Are semiconductors the new utilities?

Due to both escalating trade tensions – most notably between the US and China – and its growing importance for the rapid development and implementation of artificial intelligence (AI), the semiconductor industry is currently top of the list of talking points for many market participants. And the recent election results in the US have certainly added a greater degree of uncertainty to the future trajectory of this sector.

Historically, semiconductors have exhibited volatility driven by supply cycles, with the associated gluts and dearths of the product at various times, while demand has been heavily dependent on product innovation and the economic cycle. 

Given the strategic importance of semiconductors today in a world of digital Darwinism and shifting world order, the question for investors is: have semiconductors, which used to self regulate via those wild cycles of supply and demand, now become a more critical resource, enabling global competitiveness and potential defense edge to such a level that they will be seen by leaders as a critical “utility”? If this is the case, how would pricing and capacity build out be affected?

Geopolitics at a nano scale

The case for the new character of the semiconductor sector persisting is a strong one. The usage of complex semiconductors has expanded, and is no longer focused on pure computing applications. While the 1990s and early 2000s saw personal computing dominate semiconductor demand, this first broadened to mobile phones and consumer electronics such as smart television and game consoles, and then to industrial automation, automotive, and the internet of things (IoT).

A related development is that some chips have become less standardised, meaning switching suppliers at short notice is less of an option for many customers, something that has also diminished the utility-like aspects of this sector.

Waves of new technology adoption is a feature of the sector
Tectonic shifts in the computing paradigm over the past 60 years

Source: Jefferies Equity Research, Mainframe computer data sourced from IBM Company Filings. “The Early Computer Industry: Limitations of Scale and Scope”, A. Gandy; Minicomputer “History of Research Computer Communications”, J. Pelkey; Personal Computer data sourced from “Total Share: Personal Computer Market Share 1975-2010”, J. Reimer, Gartner, Mobile devices sourced from Counterpoint Research, Canalys Research, “Smartphones” Research Report, M. Ilyas, S Ahson; IoT devices sourced from Gartner.

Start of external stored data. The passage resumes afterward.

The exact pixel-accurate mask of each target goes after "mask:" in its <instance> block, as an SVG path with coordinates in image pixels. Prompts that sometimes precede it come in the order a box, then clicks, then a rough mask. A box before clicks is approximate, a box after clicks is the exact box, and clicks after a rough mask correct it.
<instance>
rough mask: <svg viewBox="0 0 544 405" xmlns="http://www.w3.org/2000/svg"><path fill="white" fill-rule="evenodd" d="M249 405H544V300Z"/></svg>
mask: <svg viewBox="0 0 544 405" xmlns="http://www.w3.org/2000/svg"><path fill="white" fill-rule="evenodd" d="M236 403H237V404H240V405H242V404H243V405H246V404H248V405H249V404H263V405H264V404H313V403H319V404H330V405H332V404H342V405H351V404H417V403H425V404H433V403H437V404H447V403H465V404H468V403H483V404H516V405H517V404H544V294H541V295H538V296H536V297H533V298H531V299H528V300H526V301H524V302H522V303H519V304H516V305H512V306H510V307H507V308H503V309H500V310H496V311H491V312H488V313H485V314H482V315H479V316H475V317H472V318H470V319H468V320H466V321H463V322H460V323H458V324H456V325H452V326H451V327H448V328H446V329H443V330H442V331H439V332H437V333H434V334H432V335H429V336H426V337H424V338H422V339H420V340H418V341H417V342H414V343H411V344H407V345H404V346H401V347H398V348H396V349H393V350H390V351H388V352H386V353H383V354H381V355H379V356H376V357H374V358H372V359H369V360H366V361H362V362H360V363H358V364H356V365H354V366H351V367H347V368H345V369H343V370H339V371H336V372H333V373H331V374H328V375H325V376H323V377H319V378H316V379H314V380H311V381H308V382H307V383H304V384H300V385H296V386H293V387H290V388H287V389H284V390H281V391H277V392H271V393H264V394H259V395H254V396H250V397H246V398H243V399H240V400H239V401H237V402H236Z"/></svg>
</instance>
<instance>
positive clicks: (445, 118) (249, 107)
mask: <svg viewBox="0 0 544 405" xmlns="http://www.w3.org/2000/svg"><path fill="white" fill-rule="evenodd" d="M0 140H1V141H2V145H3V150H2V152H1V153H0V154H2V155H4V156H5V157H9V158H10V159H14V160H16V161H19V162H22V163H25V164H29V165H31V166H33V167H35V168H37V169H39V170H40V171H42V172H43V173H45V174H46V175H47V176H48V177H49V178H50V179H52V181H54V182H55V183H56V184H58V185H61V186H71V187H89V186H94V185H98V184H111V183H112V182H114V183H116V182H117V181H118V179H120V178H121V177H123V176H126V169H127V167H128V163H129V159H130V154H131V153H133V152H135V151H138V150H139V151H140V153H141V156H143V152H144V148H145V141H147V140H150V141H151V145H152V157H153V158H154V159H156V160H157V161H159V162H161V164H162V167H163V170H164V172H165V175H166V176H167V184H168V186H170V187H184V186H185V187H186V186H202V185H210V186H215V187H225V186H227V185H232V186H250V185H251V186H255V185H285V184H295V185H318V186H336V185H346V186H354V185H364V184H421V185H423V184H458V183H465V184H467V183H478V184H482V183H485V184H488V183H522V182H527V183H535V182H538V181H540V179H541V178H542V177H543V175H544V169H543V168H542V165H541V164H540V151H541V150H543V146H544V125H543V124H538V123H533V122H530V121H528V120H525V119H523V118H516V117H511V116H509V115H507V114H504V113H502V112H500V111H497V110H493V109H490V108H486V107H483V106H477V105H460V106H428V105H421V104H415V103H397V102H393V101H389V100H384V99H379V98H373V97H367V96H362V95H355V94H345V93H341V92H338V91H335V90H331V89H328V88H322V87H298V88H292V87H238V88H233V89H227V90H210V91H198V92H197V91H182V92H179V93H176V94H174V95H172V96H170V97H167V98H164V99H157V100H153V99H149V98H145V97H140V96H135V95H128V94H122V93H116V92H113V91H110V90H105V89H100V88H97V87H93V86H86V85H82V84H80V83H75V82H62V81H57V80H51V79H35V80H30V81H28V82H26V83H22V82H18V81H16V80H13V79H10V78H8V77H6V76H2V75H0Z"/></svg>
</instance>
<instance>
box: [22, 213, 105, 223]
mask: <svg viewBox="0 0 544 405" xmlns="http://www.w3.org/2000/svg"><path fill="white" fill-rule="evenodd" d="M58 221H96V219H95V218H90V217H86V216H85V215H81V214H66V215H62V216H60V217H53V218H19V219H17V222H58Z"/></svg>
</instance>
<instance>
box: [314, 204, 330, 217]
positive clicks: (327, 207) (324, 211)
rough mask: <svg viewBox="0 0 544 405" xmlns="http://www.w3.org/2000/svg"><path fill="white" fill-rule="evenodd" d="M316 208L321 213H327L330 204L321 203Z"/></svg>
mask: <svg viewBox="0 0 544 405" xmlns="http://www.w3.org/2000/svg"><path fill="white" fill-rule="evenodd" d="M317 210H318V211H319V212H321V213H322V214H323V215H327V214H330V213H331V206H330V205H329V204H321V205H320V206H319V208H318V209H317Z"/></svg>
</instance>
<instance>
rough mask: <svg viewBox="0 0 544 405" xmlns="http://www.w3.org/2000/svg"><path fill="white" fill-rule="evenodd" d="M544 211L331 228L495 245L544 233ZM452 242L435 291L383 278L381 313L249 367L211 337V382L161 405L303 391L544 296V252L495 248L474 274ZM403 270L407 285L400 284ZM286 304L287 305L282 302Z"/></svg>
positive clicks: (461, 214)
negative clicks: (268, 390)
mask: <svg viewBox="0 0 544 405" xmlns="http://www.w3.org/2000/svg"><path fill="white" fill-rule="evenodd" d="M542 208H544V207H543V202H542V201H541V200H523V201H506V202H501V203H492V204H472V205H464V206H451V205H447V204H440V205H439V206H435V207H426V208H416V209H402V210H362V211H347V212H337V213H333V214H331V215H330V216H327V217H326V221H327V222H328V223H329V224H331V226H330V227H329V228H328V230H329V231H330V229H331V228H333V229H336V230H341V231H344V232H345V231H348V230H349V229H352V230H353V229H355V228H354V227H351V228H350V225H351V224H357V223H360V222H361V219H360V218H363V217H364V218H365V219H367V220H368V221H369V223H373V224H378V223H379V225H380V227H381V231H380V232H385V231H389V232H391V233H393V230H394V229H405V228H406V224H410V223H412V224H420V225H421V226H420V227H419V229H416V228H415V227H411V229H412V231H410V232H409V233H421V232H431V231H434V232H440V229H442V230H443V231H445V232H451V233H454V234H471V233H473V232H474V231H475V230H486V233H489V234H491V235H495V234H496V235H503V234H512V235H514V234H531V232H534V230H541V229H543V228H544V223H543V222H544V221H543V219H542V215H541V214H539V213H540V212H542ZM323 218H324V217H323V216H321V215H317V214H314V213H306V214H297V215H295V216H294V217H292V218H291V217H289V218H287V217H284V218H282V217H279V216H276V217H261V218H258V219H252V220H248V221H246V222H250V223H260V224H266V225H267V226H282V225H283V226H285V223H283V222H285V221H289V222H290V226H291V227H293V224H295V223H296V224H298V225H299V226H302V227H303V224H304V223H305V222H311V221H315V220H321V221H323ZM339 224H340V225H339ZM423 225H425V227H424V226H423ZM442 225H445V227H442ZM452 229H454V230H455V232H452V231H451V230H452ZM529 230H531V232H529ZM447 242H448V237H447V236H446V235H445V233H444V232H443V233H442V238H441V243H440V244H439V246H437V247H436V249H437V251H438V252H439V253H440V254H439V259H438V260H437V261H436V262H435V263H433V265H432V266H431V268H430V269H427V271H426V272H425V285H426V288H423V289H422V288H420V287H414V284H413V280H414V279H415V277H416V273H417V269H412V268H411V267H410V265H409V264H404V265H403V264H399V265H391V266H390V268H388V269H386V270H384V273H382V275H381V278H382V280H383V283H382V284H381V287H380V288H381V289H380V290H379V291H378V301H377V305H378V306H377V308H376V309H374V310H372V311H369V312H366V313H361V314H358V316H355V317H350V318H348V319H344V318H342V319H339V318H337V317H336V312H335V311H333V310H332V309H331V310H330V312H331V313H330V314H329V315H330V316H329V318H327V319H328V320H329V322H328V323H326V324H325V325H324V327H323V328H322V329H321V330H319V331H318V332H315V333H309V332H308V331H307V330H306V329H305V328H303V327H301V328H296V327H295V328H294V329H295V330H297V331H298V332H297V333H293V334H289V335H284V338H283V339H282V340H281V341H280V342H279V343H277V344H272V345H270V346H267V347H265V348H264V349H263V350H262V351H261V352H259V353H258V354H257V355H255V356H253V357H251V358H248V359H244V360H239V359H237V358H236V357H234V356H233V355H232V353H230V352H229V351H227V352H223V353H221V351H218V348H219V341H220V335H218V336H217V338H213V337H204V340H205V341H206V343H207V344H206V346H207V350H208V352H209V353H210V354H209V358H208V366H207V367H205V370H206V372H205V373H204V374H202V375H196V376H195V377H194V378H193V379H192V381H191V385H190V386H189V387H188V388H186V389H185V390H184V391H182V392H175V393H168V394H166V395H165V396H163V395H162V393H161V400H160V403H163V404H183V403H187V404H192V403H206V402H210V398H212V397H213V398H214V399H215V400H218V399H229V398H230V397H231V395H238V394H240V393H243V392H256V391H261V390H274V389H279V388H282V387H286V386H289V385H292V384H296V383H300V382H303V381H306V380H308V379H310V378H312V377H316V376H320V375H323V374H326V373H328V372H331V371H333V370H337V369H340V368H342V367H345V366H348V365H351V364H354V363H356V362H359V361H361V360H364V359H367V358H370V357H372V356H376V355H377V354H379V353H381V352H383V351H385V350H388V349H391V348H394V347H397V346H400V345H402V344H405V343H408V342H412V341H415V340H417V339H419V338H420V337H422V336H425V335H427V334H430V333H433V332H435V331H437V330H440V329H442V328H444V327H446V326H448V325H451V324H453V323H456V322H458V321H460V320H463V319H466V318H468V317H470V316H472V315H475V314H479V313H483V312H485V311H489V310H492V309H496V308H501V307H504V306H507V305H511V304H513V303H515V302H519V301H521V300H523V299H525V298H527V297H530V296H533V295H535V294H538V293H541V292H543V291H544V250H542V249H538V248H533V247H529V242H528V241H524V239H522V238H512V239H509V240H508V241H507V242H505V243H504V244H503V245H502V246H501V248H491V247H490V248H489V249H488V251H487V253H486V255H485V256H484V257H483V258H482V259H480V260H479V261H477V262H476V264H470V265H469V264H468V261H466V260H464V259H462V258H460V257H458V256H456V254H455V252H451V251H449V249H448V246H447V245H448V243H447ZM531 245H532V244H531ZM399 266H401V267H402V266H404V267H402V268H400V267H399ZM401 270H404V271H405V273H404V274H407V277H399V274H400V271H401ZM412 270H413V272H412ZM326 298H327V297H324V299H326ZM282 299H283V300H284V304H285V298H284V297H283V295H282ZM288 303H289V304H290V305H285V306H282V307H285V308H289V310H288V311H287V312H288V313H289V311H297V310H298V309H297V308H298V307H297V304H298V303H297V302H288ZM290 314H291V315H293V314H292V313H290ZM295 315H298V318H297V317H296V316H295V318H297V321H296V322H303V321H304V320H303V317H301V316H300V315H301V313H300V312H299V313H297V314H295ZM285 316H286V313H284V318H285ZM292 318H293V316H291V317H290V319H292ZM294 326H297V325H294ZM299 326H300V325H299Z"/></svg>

However, this burgeoning importance of the semiconductor industry across sectors – not to mention the growing national security implications of reliable supply – is seeing greater government intervention in the market, across all regions. Indeed, while the semiconductor industry has largely been in a healthy state since the end of the dotcom era excesses, we are now seeing increasing political involvement in capital expenditure decisions, such as where and when new manufacturing facilities are built. The US and European “Chips Acts” provide perhaps the most notable examples of this, while subsidies for this sector have also come from the governments in Japan, Korea, and China. This, of course, may lead to new supply being added in a more irrational and unpredictable way. 

Building semiconductor fabrication facilities is itself a complex task, and the new capacity described above will take some time to come online, meaning it is currently having little effect on pricing. However, such growing intervention in the market, specifically in terms of supply, lends credence to utility-like descriptions of this sector – and the future impacts on pricing are currently hard to predict.

Taking a global look at the sector, Taiwanese firms are still very much the leaders in terms of know-how, while America is certainly writing the biggest cheques in terms of encouraging domestic capacity and seeking to restrict where semiconductor manufacturing equipment can be sold and shipped. China is, of course, a significant player and views itself as having the potential to provide a counterbalance to the dominance of Taiwan and the US, as it seeks to become self-sufficient in this area. However, the country still lags in terms of leadingedge manufacturer, and restrictions on the supply of equipment from the US, EU, and Japan is hampering them. Export restrictions will also stymie their ability to scale in the same way some of their non-Chinese competitors have managed to do.



CONCLUSION

The increased weaponization of the semiconductor industry as a tool in geopolitical conflict is certain to impact supply and pricing, even if we are not yet seeing much impact from the increased capacity being driven by governments across the world. Given the growing importance of semiconductors across industries, these developments should be keenly observed by all investors – not just those focused on tech and adjacent sectors.

Yet while increasing interference in and manipulation of supply will certainly lend utility-like aspects to semiconductors, this industry still exhibits significant differences. Utilities often enjoy close to monopoly status, and are stable and non-cyclical, while semiconductors are a cyclical industry with segments such a memory chips that do not enjoy any pricing power. Indeed, perhaps a better way to conceive of this sector, in its current state, is as a necessary enabler of growth, efficiency, and innovation. In this respect, semiconductors do share some traits with utilities, but the sector retains its own distinct characteristics and will continue to do so despite growing interest and interference in the sector from government.